Answer true or false to the following statements:
—The first time I call a media outlet, it’s always to pitch a story idea about me, my company or my client even though I usually don’t read the publication or watch the program I’m pitching.
—When I call, my pitches usually zero in on the product or service I’m selling, or the cause or issue I’m trying to promote.
—I’ll call the local newspaper and ask them to cover a boring ground-breaking, ribbon-cutting or check-passing ceremony if I have to. I know they won’t cover it, but I’m too much of a wimp to tell my boss his idea stinks.

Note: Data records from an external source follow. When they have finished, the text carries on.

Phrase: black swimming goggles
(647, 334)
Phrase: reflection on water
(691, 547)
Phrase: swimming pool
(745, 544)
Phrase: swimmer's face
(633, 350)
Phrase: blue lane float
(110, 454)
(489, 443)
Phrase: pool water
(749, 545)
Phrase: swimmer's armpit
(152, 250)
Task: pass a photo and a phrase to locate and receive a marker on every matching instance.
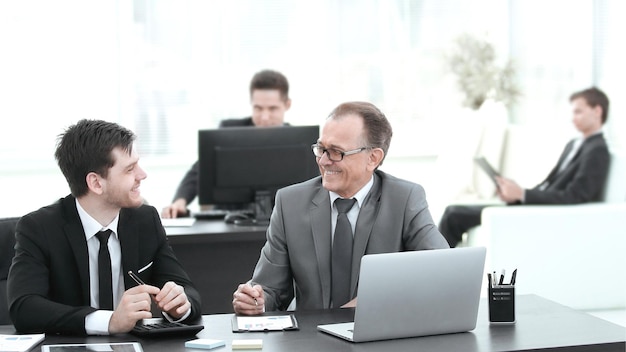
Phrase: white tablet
(90, 347)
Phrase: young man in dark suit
(384, 214)
(578, 177)
(269, 97)
(56, 283)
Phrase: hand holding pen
(134, 305)
(170, 299)
(249, 299)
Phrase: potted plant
(479, 76)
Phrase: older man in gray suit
(301, 252)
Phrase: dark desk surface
(218, 229)
(542, 325)
(218, 257)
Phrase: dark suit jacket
(48, 285)
(581, 181)
(188, 187)
(393, 218)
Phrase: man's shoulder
(142, 212)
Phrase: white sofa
(572, 254)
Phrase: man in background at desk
(315, 241)
(269, 97)
(578, 177)
(69, 273)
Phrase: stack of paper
(19, 343)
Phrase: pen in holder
(501, 300)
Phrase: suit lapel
(75, 234)
(363, 230)
(320, 226)
(129, 244)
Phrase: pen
(255, 301)
(513, 277)
(136, 278)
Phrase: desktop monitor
(247, 165)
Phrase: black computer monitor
(247, 165)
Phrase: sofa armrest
(573, 254)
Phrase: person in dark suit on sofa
(578, 177)
(55, 283)
(269, 97)
(387, 214)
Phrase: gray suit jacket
(393, 218)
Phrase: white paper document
(19, 343)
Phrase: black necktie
(342, 254)
(105, 291)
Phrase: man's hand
(173, 300)
(134, 306)
(174, 210)
(509, 191)
(249, 300)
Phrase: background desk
(542, 325)
(218, 257)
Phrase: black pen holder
(502, 304)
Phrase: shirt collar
(91, 226)
(359, 196)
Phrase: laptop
(443, 284)
(487, 168)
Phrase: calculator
(163, 328)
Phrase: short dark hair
(377, 128)
(86, 147)
(594, 97)
(269, 79)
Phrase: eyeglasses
(334, 154)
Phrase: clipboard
(282, 322)
(487, 168)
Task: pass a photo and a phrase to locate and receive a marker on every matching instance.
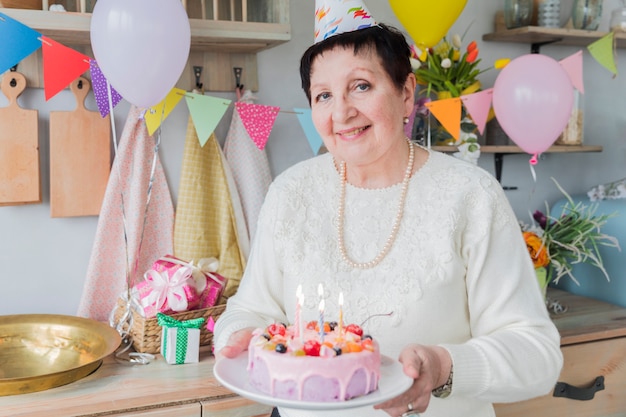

—If I think I can get away with it, I’ll sometimes ask a reporter if I can read the story she has written about our company before it’s printed.
—I once called a local TV station and asked them to cover our (fill in the blank) event because we worked so hard on it and “deserved” the coverage.
—When a newspaper photographer comes to my company to take a photo, I ask if he can send me one or two extra prints.
—If I’m pitching a blogger, I come right out and ask if she can include the price of our product in her post.
I know. I know. Most of you would rather swallow a handful thumbtacks than do any of those things. But lots of Media Mutts are guilty of doing them.
How do I know? Because for many years, I was on the receiving end of those kinds of pitches, dumb questions and thoughtless PR gaffes. They make a mutt look like a beggar, standing on the street corner, tin cup in hand.
If you can do the media a favor before you ask them for something, you stand a far better chance of having them cover your story.
In “Special Report #49: 17 Ways to Build Valuable Relationships with Media People,” I mention that if you can comment on a journalist’s work, that’s one of the very best ways to get their attention.
So few people do that. And if you do it, they’ll notice. I promise.